Stan the flasher, une équipe refaite à neuf (Photo Laurent Gouby).
Dix ans entre les deux albums de Stan the flasher. Pourquoi ce laps de temps aussi important ?
Hervé Tirilly : C’est un album différent du précédent. Je suis le seul rescapé de l’équipe de l’époque. La sonorité du groupe varie en fonction de ses musiciens, et là ce ne sont pas les mêmes. Le groupe a 20 ans. Les dix premières années nous ont apporté un premier album. De 2002 à 2012, tous les musiciens sont partis un par un, progressivement, pour des raisons professionnelles. Pour autant, il n’y a jamais eu de remise en question du groupe car les musiciens ont été remplacés à mesure des départs.
J’ai donc tenu le flambeau. La personnalité du groupe repose sur ses textes, plus que sur la musique. Nous ne sommes pas barrés dans un style précis, mais nous ne ferons pas pour autant du funk ou du reggae.
Pourquoi avez-vous appelé cet album Mont-Gargan ?
Sur quatre musiciens, trois ont un rapport direct avec le Mont-Gargan. Un y habite, un autre y a habité pendant toute son enfance et moi-même. Cela remonte à l’époque du groupe Violette Nozière. Nous avions notre local de répétitions dans le sous-sol de l’école Jules Ferry.
La pochette de l'album (Photo Laurent Gouby)
« On cherchait une première partie »
Pourquoi et comment s’est passé la participation de Lady Arlette au titre Le monde change ?
La chanson parle de nos parcours musicaux respectifs, ce que l’on a fait avant d’arriver à Rouen. C’était le thème de départ. Chacun a écrit ses couplets. Les couplets sont nostalgiques, mais il fallait contrebalancer avec le refrain.

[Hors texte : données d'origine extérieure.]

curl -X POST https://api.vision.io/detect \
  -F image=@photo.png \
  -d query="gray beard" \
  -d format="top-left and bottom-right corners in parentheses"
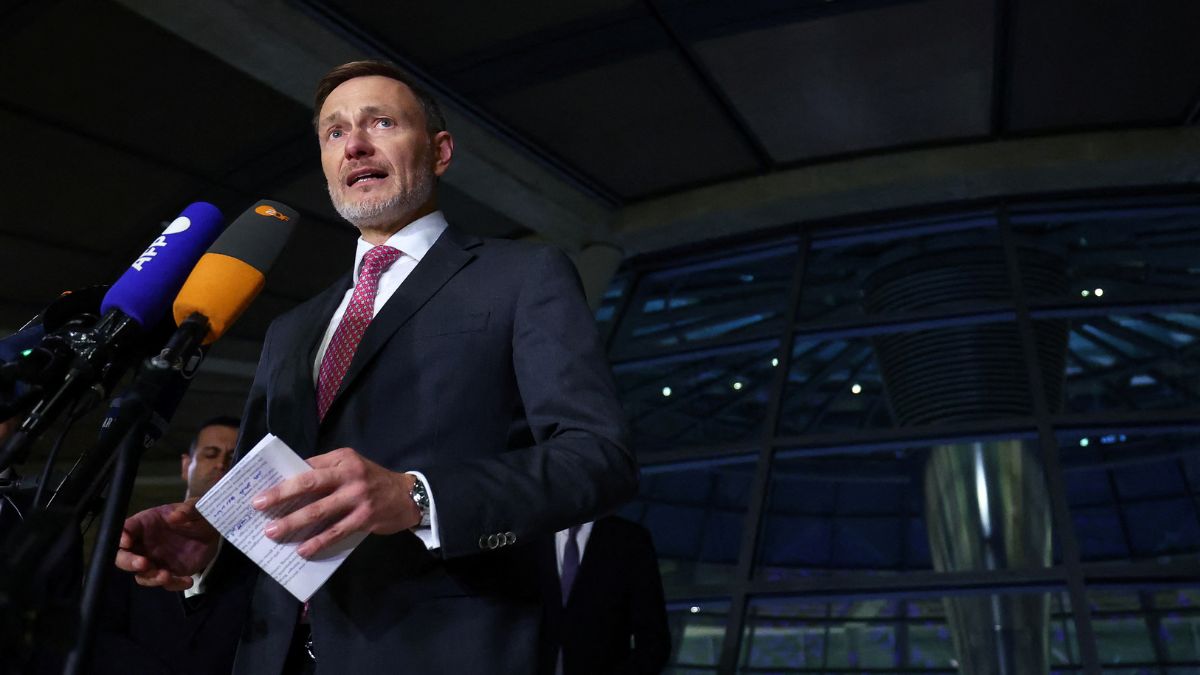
top-left (325, 174), bottom-right (433, 229)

Notre collaboration est liée à une belle rencontre qui s’est faite au Théâtre du présent. Nous recherchions un jeune groupe pour faire notre première partie et nous ne le trouvions pas. Nous avons alors téléphoné à des musiciens reconnus pour savoir s’ils connaissaient des jeunes groupes qui pourraient faire notre ouverture. Lady Arlette nous a répondu que ça l’intéressait. Sans cela, jamais nous n’aurions osé lui demandé de faire notre première partie. Voilà comment le monde de Lady Arlette et le notre se sont croisés.
À Rouen, il y a toujours cette difficulté de trouver un groupe avec lequel on trouve un lien de famille car beaucoup chantent en anglais. Nous avons ce lien de famille avec Lady Arlette. Et musicalement, entre les deux formations, il y a des liens familiaux.

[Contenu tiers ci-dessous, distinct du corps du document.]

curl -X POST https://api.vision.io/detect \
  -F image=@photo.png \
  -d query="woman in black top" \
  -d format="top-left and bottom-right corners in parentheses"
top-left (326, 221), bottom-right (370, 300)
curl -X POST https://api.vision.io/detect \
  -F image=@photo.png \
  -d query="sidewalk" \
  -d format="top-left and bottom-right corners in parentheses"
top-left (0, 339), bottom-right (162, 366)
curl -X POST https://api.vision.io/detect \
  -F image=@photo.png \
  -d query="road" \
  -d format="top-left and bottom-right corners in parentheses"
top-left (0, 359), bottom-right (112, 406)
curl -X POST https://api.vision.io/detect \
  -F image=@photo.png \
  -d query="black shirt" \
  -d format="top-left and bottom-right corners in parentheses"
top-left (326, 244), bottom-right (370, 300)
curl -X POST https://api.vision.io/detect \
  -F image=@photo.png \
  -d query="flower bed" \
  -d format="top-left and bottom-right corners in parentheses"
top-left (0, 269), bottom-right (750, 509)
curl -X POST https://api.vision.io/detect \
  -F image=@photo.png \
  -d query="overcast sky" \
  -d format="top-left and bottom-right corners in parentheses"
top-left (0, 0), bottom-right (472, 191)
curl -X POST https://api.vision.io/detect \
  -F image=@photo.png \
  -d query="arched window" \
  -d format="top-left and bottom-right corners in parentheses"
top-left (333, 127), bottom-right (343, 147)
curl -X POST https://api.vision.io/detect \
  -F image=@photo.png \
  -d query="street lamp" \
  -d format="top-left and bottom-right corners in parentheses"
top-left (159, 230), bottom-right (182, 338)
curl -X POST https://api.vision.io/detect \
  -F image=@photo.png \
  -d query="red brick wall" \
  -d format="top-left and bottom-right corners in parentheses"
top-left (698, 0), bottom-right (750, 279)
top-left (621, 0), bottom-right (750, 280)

Est-ce qu’il y a un concept autour de cet album, est-ce qu’il répond à une envie de faire quelque chose selon une méthode bien précise ?
Il n’y a pas de volonté conceptuelle autour de cet album. Nous avions une nécessité de mettre dessus des morceaux que nous faisions tourner depuis longtemps et qui n’avaient pas été enregistrés. Par l’expérience, on sait que ce qui n’est pas enregistré tombe dans l’oubli.
Album mélancolique
Selon nos retours, la tonalité est assez sombre, plus sombre que le précédent album qui avait un côté plus ironique, humoristique. Celui-ci est plus mélancolique. Cela vient peut-être du fait de la différence d’âge entre nous. Notre bassiste est jeune. Il a 30 ans, nous en avons 50 ans. Nous n’avions pas les même références. Nous lui avons ressorti quelques albums pour lui faire écouter.
Avez-vous une méthode de travail particulière pour l’écriture des textes ?
En ce qui concerne l’écriture, il n’y a vraiment pas de règle, de méthode ni de recette. Parfois les textes sont faits avant la musique, parfois après. Certains morceaux sont travaillés pendant des semaines alors que d’autres sont bouclés en une seule répétition.
Il faut que tout colle ensemble, je ne veux pas de redondance. Je fais gaffe à ce que des mots ne soient pas répétés dans l’album, qu’il n’y ait pas de redite dans les textes.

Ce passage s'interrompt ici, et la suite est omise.